Furthermore, Ni foam also provides a highly conductive network for electron transport during the charge and discharge processes. The endurance test was conducted using galvanostatic charging-discharging cycles at 1 A · g-1 (insert of Figure 4d). The discharge capacitance loss after 2,000 consecutive cycles is about
20%. The specific capacitance degradation is estimated to be from 263 to 205 F · g-1 (Figure 4d). Although the Ni foam serves as a conductive matrix to promote fast Faradaic charging and discharging of the Mn3O4 nanorods, its loose structure leads to the flaking off of the nanorods from the Ni foam substrate.
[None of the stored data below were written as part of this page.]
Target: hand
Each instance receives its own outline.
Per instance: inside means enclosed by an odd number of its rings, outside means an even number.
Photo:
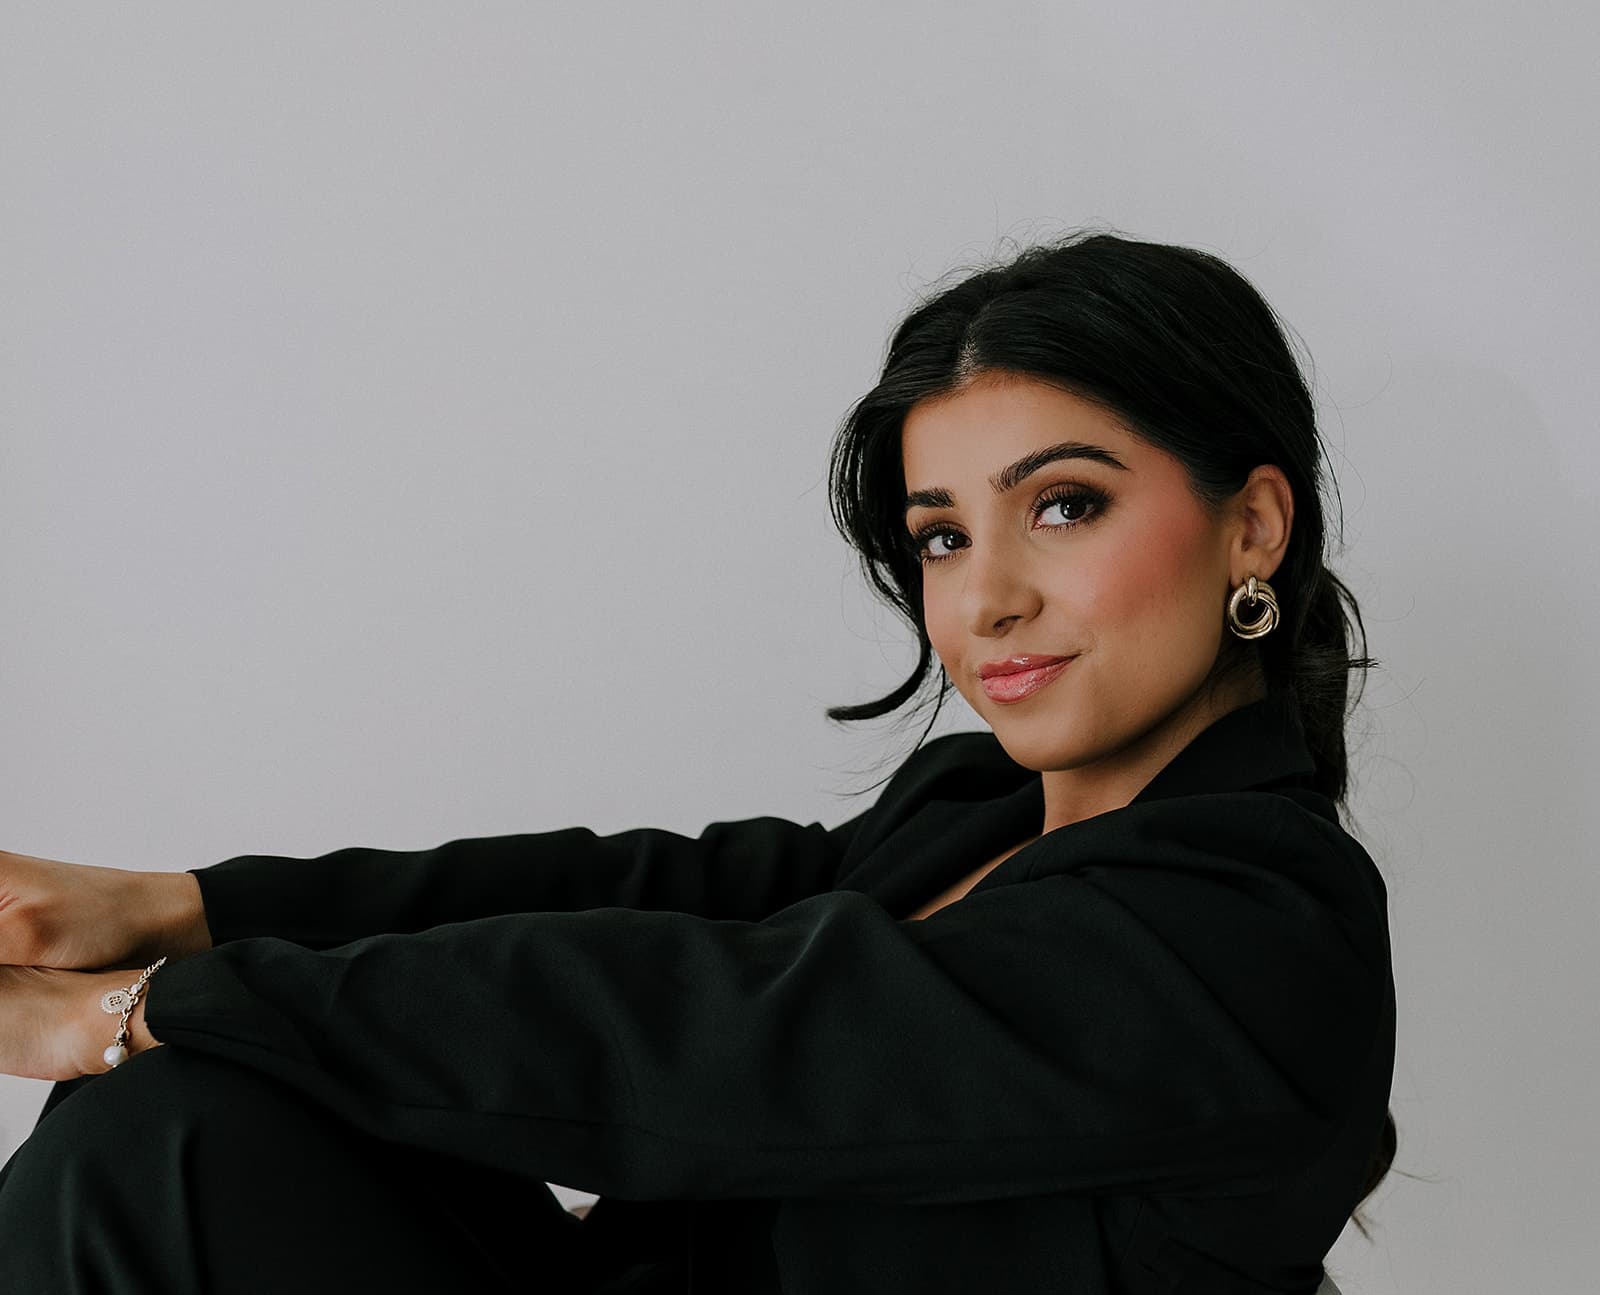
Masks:
[[[211,947],[200,883],[0,850],[0,965],[141,966]]]
[[[0,966],[0,1074],[63,1080],[111,1069],[102,1054],[121,1017],[102,1010],[100,999],[138,978],[138,971]],[[128,1017],[128,1053],[160,1046],[145,1028],[141,992]]]

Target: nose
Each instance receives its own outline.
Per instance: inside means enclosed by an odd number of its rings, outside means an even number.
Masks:
[[[961,589],[962,618],[974,638],[1007,633],[1017,621],[1038,615],[1038,585],[1018,546],[988,538],[974,544],[965,563]]]

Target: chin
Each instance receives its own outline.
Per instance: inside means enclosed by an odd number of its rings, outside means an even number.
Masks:
[[[985,715],[984,719],[989,719]],[[1005,753],[1024,769],[1035,773],[1050,773],[1060,769],[1075,769],[1083,763],[1084,751],[1075,743],[1061,738],[1061,725],[1039,727],[1029,731],[1023,725],[1006,722],[1002,716],[989,727]]]

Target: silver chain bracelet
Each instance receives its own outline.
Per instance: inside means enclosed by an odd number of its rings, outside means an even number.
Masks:
[[[139,994],[143,991],[145,982],[160,970],[166,958],[157,958],[140,974],[139,979],[126,989],[108,989],[100,996],[100,1010],[110,1016],[122,1013],[122,1020],[117,1023],[117,1036],[111,1040],[111,1046],[100,1055],[108,1066],[120,1066],[128,1059],[128,1018],[133,1015],[133,1009],[139,1004]]]

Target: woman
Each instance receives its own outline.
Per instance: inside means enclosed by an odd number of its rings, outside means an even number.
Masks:
[[[921,654],[830,716],[937,656],[991,730],[848,822],[0,858],[0,1068],[79,1077],[0,1280],[1315,1290],[1394,1149],[1320,482],[1244,279],[1072,236],[915,309],[835,442]]]

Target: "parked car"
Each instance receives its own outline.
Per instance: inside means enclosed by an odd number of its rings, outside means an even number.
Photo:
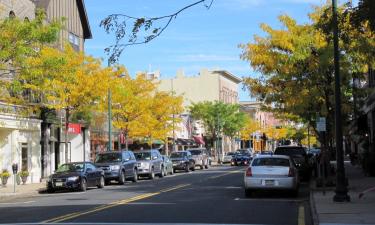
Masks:
[[[166,156],[166,155],[163,155],[163,162],[164,162],[164,168],[165,168],[165,174],[164,175],[168,175],[168,174],[173,174],[173,163],[172,163],[172,160]]]
[[[250,164],[251,158],[248,154],[242,154],[240,152],[236,152],[233,156],[231,165],[232,166],[247,166]]]
[[[225,153],[224,158],[223,158],[223,163],[231,163],[235,154],[236,154],[235,152]]]
[[[110,151],[96,155],[95,165],[104,171],[105,183],[112,180],[124,184],[126,180],[137,182],[137,161],[132,151]]]
[[[241,154],[241,155],[247,155],[250,158],[253,158],[253,152],[252,152],[252,150],[250,148],[238,149],[236,152],[239,153],[239,154]]]
[[[191,156],[195,162],[195,166],[199,166],[202,170],[204,168],[208,169],[210,161],[209,155],[205,148],[190,148],[187,149],[187,151],[191,153]]]
[[[298,173],[303,180],[309,180],[311,177],[312,166],[309,162],[306,149],[301,146],[278,146],[274,152],[276,155],[290,156],[297,166]]]
[[[244,176],[245,195],[254,190],[288,190],[298,195],[298,170],[293,160],[285,155],[258,155]]]
[[[80,190],[86,191],[87,187],[104,187],[104,172],[90,162],[66,163],[48,178],[47,191]]]
[[[147,176],[154,179],[155,175],[164,177],[164,161],[160,152],[156,149],[134,152],[137,160],[138,176]]]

Time-dependent mTOR inhibitor Mn3O4/Ni foam composite properties To shed light on the formation process, temporal evolution of the Mn3O4 nanostructures was studied by examining the products obtained under different reaction times of 1, 4, and 8 h. XRD patterns and Raman spectra LY2603618 were measured to identify the components of the different samples. The XRD patterns of the composite obtained under 1 h can be indexed to MnO2 and Mn3O4 crystal structures (Figure 5a). For the composites obtained under 4 and 8 h, the intense XRD peak at 2θ ≈ 19°disappeared corresponding to the MnO2 (200) crystal structures and the left peaks attribute to the Mn3O4 crystal structures. Figure 5b shows the Raman spectra of the powder scratched from composite electrodes. The peak MK-0457 cost position of composites
obtained under 4 and 8 h are red shifted compared with that of the composite obtained under 1 h. As is known, the Raman spectra for the MnO2 DCLK1 phase and the Mn3O4 phase are located at 638.5 cm-1 and 652.5 cm-1, respectively . Therefore, this red shift of Raman spectra indicates the component variation from the MnO2 phase to Mn3O4, which is in excellent agreement with the result obtained from the XRD study. The SEM images of products obtained under different reaction times of 1, 4, and 8 h are shown in Figure 6. The products collected after 1 h consisted of nanosheets with a thickness of about 30 nm (Figure 6a,b). When the reaction
time increases to 4 h, some nanorods accompanied with nanoparticles begin to appear (Figure 6c,d). As the reaction proceeds to 8 h, the nanosheets disappeared and all of the products are nanorods with few nanoparticles (Figure 6e,f). After 10 h of the hydrothermal reaction, well-defined nanorods are obtained (Figure 3c,d). Based on the time-dependent morphology evolution described above, the formation mechanism of Mn3O4 nanorods can be proposed. At the initial stage, a large number of nanocrystallites nucleate and grow into nanosheets to minimize the overall energy of the system. However, the nanosheets are just intermediate products and not stable. After the reaction for 4 h, some of the nanosheets dissolve with the emergence of nanorods with some nanoparticles. When the reaction proceeds for 8 h, all of the nanosheets have transformed into nanorods with nanoparticles.